Author image Neil Bowers
and 1 contributors

NAME

WebService::DetectLanguage - interface to the language detection API at DetectLanguage.com

SYNOPSIS

 use WebService::DetectLanguage;
 my $api = WebService::DetectLanguage->new(key => '...');
 my @possibilities = $api->detect("there can be only one");
 foreach my $poss (@possibilities) {
     printf "language = %s  confidence=%f\n",
            $poss->language->name,
            $poss->confidence;
 }

DESCRIPTION

This module is an interface to the DetectLanguage service, which provides an API for guessing what natural language is used in a sample of text.

This is very much a first cut at an interface, so (a) the interface may well change, and (b) contributions are welcome.

To use the API you must sign up to get an API key, at https://detectlanguage.com/plans. There is a free level which lets you make 1,000 requests per day, and you don't have to provide a card to sign up for the free level.

Example Usage

Let's say you've got a sample of text in a file. You might read it into $text using read_text() from File::Slurper.

To identify the language, you call the detect() method:

 @results = $api->detect($text);

Each result is an instance of WebService::DetectLanguage::Result. If there's only one result, you should look at the is_reliable flag to see whether they're confident of the identification The more text they're given, the more confident they are, in general.

 if (@results == 1) {
   $result = $results[0];
   if ($result->is_reliable) {
     printf "Language is %s!\n", $result->language->name;
   }
   else {
     # Hmm, maybe check with the user?
   }
 }

You might get more than one result though. This might happen if your sample contains words from more than one language, for example.
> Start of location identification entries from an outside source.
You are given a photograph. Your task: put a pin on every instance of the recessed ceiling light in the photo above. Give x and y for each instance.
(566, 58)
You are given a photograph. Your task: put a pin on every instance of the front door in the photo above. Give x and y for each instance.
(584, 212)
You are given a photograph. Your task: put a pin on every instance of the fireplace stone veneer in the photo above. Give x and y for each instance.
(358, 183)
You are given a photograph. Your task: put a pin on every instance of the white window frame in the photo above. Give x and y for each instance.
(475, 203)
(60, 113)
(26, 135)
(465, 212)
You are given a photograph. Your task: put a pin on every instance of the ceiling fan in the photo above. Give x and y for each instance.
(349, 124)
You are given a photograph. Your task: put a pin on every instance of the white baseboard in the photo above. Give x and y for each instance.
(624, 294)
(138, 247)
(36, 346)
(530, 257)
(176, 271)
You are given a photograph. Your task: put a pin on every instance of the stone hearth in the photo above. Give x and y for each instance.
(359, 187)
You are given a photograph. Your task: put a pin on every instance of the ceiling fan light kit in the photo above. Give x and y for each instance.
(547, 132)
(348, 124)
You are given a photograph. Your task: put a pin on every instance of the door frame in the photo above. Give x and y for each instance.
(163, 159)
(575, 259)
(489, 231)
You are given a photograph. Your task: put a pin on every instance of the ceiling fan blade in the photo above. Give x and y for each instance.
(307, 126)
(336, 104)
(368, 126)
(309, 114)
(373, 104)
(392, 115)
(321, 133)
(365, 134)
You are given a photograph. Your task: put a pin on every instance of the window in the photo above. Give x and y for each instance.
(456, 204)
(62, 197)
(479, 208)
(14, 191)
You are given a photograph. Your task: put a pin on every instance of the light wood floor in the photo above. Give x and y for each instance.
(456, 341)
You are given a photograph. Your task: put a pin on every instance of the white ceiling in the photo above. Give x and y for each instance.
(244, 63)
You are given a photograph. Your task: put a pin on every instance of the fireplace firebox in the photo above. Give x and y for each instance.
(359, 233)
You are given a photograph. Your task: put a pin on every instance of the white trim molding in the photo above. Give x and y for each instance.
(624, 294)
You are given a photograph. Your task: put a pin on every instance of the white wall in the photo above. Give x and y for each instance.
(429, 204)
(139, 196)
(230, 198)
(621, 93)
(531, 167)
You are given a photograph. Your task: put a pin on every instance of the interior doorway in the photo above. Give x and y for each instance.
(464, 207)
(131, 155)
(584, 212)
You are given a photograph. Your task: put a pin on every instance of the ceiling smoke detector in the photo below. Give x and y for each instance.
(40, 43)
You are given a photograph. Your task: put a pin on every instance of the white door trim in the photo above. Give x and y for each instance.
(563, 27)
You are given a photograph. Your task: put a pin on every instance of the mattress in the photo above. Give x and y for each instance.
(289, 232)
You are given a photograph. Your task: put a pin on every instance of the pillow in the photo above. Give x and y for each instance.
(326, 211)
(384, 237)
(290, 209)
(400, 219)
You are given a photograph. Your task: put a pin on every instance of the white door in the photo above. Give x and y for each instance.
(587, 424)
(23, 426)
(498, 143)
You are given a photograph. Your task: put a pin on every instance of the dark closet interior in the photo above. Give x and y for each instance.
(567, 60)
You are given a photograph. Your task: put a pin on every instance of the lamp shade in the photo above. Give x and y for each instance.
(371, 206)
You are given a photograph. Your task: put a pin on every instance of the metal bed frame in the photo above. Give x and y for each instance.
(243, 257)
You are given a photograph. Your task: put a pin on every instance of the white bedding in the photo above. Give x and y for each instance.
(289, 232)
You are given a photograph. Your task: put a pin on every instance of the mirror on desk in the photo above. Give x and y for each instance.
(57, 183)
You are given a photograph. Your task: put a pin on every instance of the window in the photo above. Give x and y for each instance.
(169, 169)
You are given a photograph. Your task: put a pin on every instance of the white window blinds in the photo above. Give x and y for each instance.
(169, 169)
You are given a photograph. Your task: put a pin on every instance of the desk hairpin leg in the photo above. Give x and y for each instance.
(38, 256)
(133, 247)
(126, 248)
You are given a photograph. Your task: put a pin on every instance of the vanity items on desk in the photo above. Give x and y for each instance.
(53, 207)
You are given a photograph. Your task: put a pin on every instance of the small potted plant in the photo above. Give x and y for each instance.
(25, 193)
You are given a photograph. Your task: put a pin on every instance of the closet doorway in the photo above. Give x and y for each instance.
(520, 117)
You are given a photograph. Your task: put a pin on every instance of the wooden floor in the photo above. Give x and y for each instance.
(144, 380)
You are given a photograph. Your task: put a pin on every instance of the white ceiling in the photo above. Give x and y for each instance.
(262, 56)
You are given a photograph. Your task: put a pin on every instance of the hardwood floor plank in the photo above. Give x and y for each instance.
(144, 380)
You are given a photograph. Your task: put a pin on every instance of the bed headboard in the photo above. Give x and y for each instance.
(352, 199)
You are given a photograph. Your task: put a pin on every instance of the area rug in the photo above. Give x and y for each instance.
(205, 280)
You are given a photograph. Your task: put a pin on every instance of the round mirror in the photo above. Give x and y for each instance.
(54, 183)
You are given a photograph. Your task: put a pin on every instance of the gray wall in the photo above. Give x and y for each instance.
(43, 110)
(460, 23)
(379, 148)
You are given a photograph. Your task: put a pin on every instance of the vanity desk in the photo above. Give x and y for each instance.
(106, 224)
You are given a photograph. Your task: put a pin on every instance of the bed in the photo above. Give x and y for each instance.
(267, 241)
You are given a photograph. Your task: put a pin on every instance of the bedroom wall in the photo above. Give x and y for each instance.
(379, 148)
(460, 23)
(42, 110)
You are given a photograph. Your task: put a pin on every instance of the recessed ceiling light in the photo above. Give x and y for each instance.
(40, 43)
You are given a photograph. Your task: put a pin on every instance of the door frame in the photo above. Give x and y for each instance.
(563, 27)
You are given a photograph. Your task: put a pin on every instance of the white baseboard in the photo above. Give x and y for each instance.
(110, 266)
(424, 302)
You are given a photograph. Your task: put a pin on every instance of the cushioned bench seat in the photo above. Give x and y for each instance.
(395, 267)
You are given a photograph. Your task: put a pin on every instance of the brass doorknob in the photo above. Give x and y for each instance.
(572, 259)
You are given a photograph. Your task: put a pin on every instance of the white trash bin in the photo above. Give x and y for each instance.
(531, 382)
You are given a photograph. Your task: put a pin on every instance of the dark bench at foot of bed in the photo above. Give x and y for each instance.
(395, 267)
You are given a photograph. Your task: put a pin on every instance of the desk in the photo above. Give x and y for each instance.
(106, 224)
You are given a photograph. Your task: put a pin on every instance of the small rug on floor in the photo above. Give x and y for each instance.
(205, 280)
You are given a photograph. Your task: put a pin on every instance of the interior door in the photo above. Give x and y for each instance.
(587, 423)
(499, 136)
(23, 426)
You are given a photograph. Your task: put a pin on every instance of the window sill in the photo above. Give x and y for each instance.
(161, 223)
In that case, the is_reliable flag can be used to check if the first result is reliable enough to go with.

 if (@results > 1 && $results[0]->is_reliable) {
   # we'll go with that!
 }

There will only ever be at most one result with is_reliable set to a true value. If you get multiple results, they're always in decreasing order of reliability.

Each result also includes a confidence value, which looks a bit like a percentage, but their FAQ says that it can go higher than 100.
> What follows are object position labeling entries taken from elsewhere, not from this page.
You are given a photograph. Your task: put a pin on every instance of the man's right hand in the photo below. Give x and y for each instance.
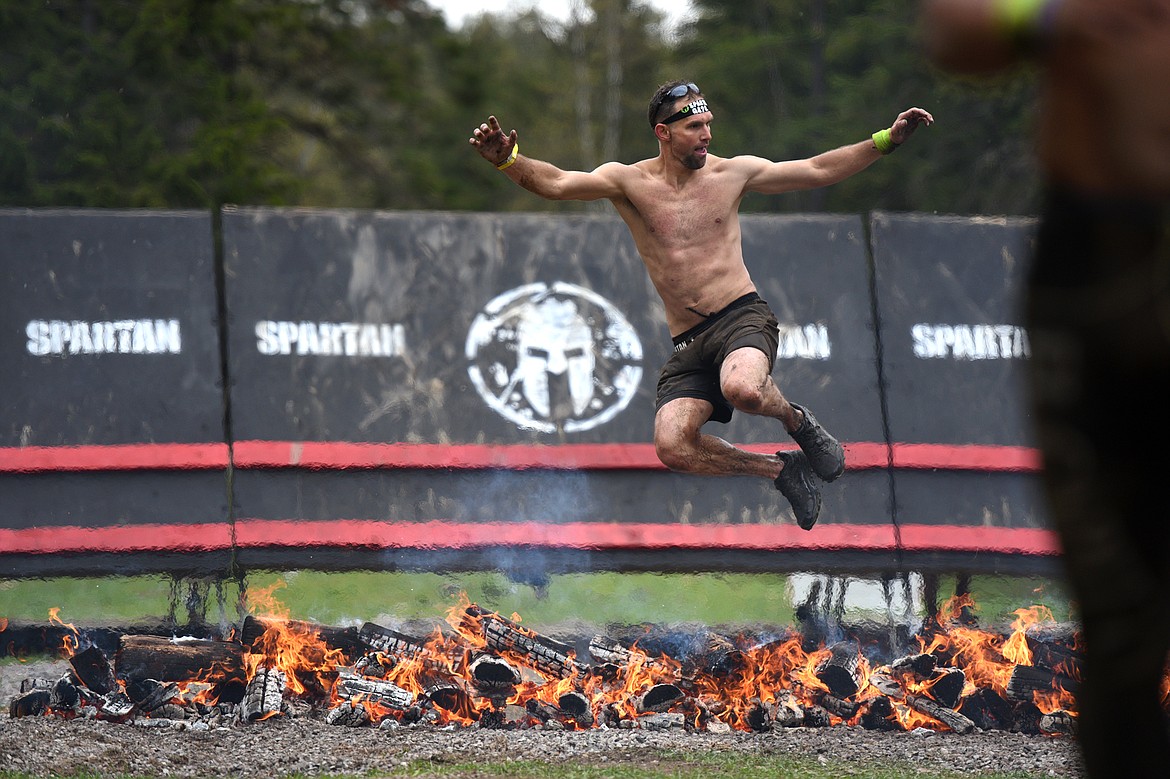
(491, 143)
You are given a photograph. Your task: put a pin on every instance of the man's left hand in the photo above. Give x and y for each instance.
(907, 122)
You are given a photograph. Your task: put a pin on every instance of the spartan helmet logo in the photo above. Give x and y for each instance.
(553, 358)
(555, 340)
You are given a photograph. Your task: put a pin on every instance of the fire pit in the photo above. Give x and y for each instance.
(480, 669)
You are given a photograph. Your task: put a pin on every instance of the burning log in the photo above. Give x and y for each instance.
(787, 711)
(344, 640)
(660, 697)
(265, 694)
(921, 666)
(576, 708)
(986, 709)
(841, 670)
(31, 703)
(348, 715)
(115, 705)
(838, 707)
(1059, 722)
(666, 721)
(149, 694)
(146, 656)
(493, 675)
(947, 687)
(543, 654)
(878, 714)
(1027, 680)
(390, 642)
(1052, 652)
(93, 669)
(384, 694)
(761, 716)
(717, 656)
(935, 710)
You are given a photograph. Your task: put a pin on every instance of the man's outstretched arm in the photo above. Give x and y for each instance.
(835, 165)
(538, 177)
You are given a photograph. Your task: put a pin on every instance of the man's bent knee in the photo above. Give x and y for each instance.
(744, 395)
(674, 453)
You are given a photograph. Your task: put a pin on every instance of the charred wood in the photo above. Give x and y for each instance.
(1059, 722)
(922, 666)
(493, 673)
(146, 656)
(667, 721)
(935, 710)
(390, 642)
(1027, 680)
(840, 671)
(885, 683)
(348, 715)
(1025, 718)
(93, 669)
(150, 694)
(265, 694)
(576, 707)
(660, 697)
(32, 703)
(986, 709)
(716, 656)
(506, 636)
(385, 694)
(789, 712)
(878, 714)
(344, 640)
(115, 705)
(947, 687)
(761, 716)
(817, 717)
(839, 707)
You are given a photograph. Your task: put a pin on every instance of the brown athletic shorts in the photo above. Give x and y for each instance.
(693, 371)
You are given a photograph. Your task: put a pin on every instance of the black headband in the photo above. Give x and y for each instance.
(697, 107)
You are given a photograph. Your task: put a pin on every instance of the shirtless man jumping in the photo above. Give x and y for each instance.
(682, 211)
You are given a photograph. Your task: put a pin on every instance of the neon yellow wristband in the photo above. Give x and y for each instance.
(883, 142)
(511, 158)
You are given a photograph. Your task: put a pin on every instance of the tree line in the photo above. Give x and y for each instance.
(370, 103)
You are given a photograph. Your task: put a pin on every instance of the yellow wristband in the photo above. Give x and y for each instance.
(883, 142)
(511, 158)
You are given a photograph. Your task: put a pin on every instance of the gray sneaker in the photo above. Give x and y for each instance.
(824, 452)
(797, 484)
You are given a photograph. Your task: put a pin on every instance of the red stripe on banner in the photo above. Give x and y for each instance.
(573, 456)
(965, 457)
(201, 537)
(257, 533)
(128, 456)
(598, 456)
(591, 536)
(958, 538)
 foreach my $result (@results) {
   my $language = $result->language;
   printf "language = %s (%s) with confidence %f\n",
       $language->name,
       $language->code,
       $result->confidence;
 }

METHODS

new

You must provide the key that you got from detectlanguage.com.

 my $api = WebService::WordsAPI->new(
               key         => '...',
           );

detect

This method takes a UTF-8 text string, and returns a list of one or more guesses at the language.
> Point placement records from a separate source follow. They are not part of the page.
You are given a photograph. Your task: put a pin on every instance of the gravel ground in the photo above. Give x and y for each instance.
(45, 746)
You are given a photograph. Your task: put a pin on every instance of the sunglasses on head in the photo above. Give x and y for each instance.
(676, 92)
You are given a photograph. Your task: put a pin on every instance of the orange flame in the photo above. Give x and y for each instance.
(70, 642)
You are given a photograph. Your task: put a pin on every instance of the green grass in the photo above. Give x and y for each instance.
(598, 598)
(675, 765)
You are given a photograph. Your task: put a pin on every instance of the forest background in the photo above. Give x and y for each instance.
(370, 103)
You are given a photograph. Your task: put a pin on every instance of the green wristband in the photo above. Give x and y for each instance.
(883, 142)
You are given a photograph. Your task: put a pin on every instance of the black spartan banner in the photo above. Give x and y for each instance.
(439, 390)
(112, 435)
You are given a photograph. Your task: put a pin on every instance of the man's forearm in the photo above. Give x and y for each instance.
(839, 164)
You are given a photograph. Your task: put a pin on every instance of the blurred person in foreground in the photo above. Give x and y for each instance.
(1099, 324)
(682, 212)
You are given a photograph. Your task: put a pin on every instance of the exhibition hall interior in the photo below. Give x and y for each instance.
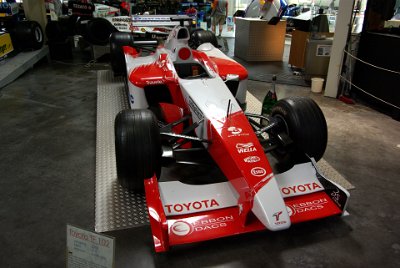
(201, 133)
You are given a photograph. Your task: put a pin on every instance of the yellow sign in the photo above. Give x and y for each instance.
(5, 44)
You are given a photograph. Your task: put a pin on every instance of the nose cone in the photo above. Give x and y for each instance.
(269, 207)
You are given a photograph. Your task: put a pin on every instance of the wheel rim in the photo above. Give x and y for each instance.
(38, 35)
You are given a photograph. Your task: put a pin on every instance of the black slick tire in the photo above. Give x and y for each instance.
(137, 148)
(303, 121)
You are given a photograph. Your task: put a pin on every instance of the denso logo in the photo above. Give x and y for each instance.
(252, 159)
(258, 172)
(245, 147)
(191, 206)
(301, 188)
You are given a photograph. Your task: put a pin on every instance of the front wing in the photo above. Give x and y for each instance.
(181, 213)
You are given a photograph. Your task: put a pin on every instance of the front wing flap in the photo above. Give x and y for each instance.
(181, 213)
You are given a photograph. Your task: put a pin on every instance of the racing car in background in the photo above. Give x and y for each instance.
(24, 34)
(188, 106)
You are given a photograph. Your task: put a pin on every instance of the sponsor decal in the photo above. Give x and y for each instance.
(258, 172)
(245, 147)
(277, 216)
(195, 108)
(183, 228)
(236, 132)
(301, 188)
(119, 19)
(252, 159)
(309, 206)
(191, 207)
(154, 82)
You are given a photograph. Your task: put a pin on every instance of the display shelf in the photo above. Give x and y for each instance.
(13, 67)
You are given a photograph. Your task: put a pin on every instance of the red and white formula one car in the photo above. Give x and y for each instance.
(186, 107)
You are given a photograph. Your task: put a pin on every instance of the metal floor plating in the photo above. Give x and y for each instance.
(115, 207)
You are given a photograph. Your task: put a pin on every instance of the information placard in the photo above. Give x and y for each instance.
(89, 249)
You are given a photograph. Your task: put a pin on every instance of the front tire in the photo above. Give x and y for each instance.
(137, 148)
(303, 121)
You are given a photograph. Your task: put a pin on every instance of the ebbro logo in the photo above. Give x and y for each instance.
(245, 147)
(181, 228)
(252, 159)
(309, 206)
(258, 172)
(277, 216)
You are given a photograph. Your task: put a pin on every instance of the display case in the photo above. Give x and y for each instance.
(256, 40)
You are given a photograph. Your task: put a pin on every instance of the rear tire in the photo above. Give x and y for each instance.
(117, 41)
(137, 148)
(303, 121)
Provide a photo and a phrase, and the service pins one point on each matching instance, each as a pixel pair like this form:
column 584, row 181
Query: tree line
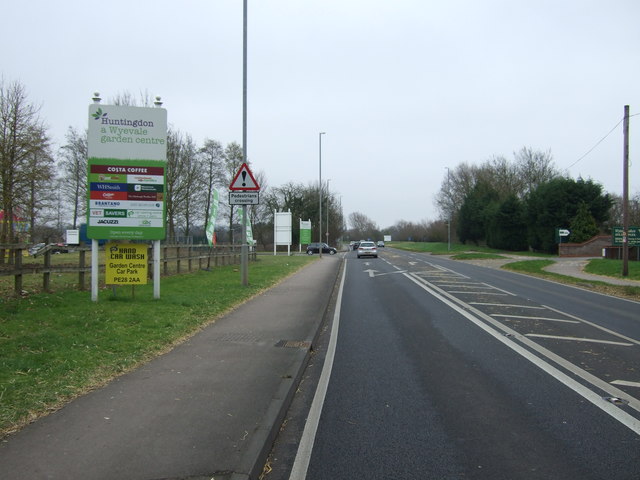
column 43, row 192
column 518, row 205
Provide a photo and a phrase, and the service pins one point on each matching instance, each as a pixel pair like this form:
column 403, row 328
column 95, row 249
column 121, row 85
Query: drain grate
column 293, row 344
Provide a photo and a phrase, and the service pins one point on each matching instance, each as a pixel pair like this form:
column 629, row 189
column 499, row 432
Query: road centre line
column 578, row 339
column 469, row 285
column 504, row 315
column 482, row 293
column 474, row 315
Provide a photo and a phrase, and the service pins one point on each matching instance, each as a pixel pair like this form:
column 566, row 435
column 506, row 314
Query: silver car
column 367, row 249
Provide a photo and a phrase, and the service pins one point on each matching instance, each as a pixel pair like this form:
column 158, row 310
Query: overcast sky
column 402, row 88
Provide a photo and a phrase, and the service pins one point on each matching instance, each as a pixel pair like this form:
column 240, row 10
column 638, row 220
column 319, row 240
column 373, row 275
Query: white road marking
column 485, row 293
column 626, row 383
column 303, row 456
column 533, row 318
column 506, row 305
column 578, row 339
column 621, row 416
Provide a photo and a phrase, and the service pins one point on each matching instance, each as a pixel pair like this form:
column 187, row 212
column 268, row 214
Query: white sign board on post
column 282, row 230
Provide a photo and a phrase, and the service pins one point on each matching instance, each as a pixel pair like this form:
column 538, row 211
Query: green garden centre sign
column 305, row 232
column 633, row 237
column 127, row 150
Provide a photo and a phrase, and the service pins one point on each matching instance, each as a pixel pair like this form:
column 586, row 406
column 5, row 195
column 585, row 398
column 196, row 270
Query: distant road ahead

Each guess is a data object which has attributes language, confidence, and is_reliable.

 my $text    = "It was a bright cold day in April, ...";
 my @results = $api->detect($text);

 foreach my $result (@results) {
   printf "language = %s (%s)  confidence = %f  reliable = %s\n",
       $result->language->name,
       $result->language->code,
       $result->confidence,
       $result->is_reliable ? 'Yes' : 'No';
 }

Look at the API documentation to see how to interpret each result.

multi_detect

This takes multiple strings and returns a list of arrayrefs; there is one arrayref for each string, returned in the same order as the strings. Each arrayref contains one or more language guess, as for detect() above.

 my @strings = (
   "All happy families are alike; each unhappy family ... ",
   "This is my favourite book in all the world, though ... ",
   "It is a truth universally acknowledged, that Perl ... ",
 );

 my @results = $api->multi_detect(@strings);

 for (my $i = 0; $i < @strings; $i++) {
    print "Text: $strings[$i]\n";
    my @results = @{ $results[$i] };

    # ... as for detect() above
 }

languages

This returns a list of the supported languages:

 my @languages = $api->languages;

 foreach my $language (@languages) {
   printf "%s: %s\n",
          $language->code,
          $language->name;
 }

account_status

This returns a bunch of information about your account:

 my $status = $api->account_status;

 printf "plan=%s  status=%s  requests=%d\n",
   $status->plan,
   $status->status,
   $status->requests;

For the full list of attributes, either look at the API documentation, or WebService::DetectLanguage::AccountStatus.

SEE ALSO

https://detectlanguage.com is the home page for the service; documentation for the API can be found at https://detectlanguage.com/documentation.

REPOSITORY

https://github.com/neilb/WebService-DetectLanguage

AUTHOR

Neil Bowers <neilb@cpan.org>

LICENSE AND COPYRIGHT

This software is copyright (c) 2019 by Neil Bowers <neilb@cpan.org>.

This is free software; you can redistribute it and/or modify it under the same terms as the Perl 5 programming language system itself.